Organizing adjuncts is a challenge because they are either stretched thin across multiple campuses or invested in a professional practice and view teaching as more of a public service and a way to give back — not a career. Beyond that, the professional culture of collegiality and reasoned debate often means that professors resist direct confrontation with their boss, who themselves use a veneer of collegiality to deprive adjuncts of basic dignities such as an agreed-upon wage and benefits structure. Still, if we are to resist this and other forms of exploitation in higher education, adjunct unions must develop rank-and-file power. At the very least, unionized adjuncts must know that unilateral changes to wages, hours or work conditions represent a violation of the CBA and possibly unfair labor practices. And just like the goal on the shop floor is to have a steward on every shift, adjunct union leaders need to recruit stewards in every academic department who can build solidarity among the people adjuncts work most closely with. Department chairs typically want to maintain cordial relations with their professors. If adjuncts in a department are united, they may find their chairs voicing adjuncts’ concerns to the administration instead of doing the administration’s bidding within departments.
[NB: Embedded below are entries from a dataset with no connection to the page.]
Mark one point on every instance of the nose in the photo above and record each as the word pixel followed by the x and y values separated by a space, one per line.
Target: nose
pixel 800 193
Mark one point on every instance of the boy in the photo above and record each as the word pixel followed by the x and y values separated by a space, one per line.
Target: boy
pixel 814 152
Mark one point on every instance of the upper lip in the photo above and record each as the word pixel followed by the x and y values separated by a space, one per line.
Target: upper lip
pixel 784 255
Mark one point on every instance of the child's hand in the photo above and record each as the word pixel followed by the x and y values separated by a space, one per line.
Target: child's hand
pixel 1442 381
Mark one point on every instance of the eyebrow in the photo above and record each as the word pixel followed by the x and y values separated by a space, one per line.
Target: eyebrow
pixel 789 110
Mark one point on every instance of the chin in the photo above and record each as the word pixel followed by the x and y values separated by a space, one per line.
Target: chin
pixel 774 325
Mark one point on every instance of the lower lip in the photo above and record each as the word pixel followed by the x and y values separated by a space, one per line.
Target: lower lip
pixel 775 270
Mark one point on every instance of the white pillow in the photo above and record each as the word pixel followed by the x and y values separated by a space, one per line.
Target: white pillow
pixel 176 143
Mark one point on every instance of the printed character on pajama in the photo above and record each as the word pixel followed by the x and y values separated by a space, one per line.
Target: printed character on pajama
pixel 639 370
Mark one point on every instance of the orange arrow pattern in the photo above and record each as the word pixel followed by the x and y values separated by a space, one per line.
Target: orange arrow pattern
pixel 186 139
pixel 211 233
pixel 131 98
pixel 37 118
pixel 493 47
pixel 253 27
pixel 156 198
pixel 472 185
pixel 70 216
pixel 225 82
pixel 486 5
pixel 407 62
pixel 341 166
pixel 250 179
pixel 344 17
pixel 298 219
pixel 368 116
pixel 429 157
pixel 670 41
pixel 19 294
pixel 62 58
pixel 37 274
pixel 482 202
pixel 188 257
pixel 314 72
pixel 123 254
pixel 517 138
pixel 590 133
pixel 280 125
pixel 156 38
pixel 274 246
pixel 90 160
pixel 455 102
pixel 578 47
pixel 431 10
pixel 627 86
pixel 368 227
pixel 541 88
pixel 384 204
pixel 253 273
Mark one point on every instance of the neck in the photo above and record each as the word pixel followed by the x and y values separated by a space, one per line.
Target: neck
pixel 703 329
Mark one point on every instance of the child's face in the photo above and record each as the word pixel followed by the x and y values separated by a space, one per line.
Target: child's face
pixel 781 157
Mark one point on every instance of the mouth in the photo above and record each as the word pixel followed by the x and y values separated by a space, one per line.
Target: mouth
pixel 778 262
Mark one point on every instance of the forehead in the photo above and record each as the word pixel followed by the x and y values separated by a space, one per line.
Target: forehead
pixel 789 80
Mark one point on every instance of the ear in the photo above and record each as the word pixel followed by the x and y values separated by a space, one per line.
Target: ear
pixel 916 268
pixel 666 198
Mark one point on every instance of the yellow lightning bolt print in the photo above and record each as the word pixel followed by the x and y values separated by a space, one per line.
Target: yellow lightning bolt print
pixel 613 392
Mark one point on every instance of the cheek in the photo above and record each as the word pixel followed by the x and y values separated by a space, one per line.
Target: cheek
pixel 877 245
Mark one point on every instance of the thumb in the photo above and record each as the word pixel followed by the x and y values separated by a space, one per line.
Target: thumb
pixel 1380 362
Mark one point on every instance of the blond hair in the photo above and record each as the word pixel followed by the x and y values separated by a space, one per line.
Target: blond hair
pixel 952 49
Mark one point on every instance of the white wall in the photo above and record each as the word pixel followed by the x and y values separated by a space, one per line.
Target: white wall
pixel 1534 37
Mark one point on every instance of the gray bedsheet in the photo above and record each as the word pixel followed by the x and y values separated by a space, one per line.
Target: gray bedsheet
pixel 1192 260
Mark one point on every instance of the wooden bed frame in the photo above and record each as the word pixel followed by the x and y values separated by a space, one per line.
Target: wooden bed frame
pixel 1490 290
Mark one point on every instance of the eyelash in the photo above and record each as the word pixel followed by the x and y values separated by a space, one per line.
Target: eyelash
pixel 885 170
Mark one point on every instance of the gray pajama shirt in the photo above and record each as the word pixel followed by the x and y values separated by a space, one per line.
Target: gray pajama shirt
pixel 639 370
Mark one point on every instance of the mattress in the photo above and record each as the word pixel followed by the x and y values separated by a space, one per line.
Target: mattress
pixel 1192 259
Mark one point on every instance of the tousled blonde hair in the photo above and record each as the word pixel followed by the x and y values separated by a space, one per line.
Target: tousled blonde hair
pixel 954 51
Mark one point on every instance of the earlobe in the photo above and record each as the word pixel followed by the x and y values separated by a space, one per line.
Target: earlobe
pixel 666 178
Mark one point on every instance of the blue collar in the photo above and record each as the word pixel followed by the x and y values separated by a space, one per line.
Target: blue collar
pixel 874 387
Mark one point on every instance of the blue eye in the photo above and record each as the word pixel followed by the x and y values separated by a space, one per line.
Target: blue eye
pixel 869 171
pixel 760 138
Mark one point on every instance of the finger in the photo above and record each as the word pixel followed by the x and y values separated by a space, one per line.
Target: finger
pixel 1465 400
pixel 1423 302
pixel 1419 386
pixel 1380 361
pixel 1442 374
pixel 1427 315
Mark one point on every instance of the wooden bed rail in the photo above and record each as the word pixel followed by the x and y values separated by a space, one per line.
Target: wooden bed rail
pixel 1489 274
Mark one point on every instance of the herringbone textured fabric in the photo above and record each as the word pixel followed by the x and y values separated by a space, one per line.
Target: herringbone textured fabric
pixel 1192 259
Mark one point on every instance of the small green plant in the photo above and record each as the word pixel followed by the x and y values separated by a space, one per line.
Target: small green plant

These building blocks support the larger goal of making an adjunct union strike ready to demand long-term job security and wages and work conditions on par with tenured faculty.
Separately, unions can push for state level legislation to modify the labor code and guarantee minimum compensation for contingent faculty. This is what SEIU accomplished in California with AB736. That bill instituted a per-course minimum for contingent faculty that rises with inflation. Additionally, the bill defined the labor adjuncts should be paid for as anything related to a course: course design, course prep, office hours, grading, labs, studios, instruction -- anything. The bill included a 3-year lookback period and took effect immediately after the governor signed the bill into law. This legal backstop supports a rank-and-file strategy in two ways. First, it creates an extra layer of protection from employers who want to cut wages. If bosses in the gig academy cut unionized adjunct wages, they expose themselves to legal liabilities beyond CBA enforcement. Second, when labor wins improvements for a class of workers across the board, it reverberates through that sector broadly and should move unorganized workers to commit themselves to an organizing drive. The calculus is straightforward: if this is what labor can achieve without me, what can it achieve with me, and what can my coworkers and I achieve together?
Bad bosses don’t go away with a CBA. There’s always going to be a fight. We need to string together small wins to build the kind of leverage that could win structural changes: debt-free college education and an end to austerity and precarity in higher ed employment.
Corey Sherman is an organizer and educator in the San Francisco Bay Area.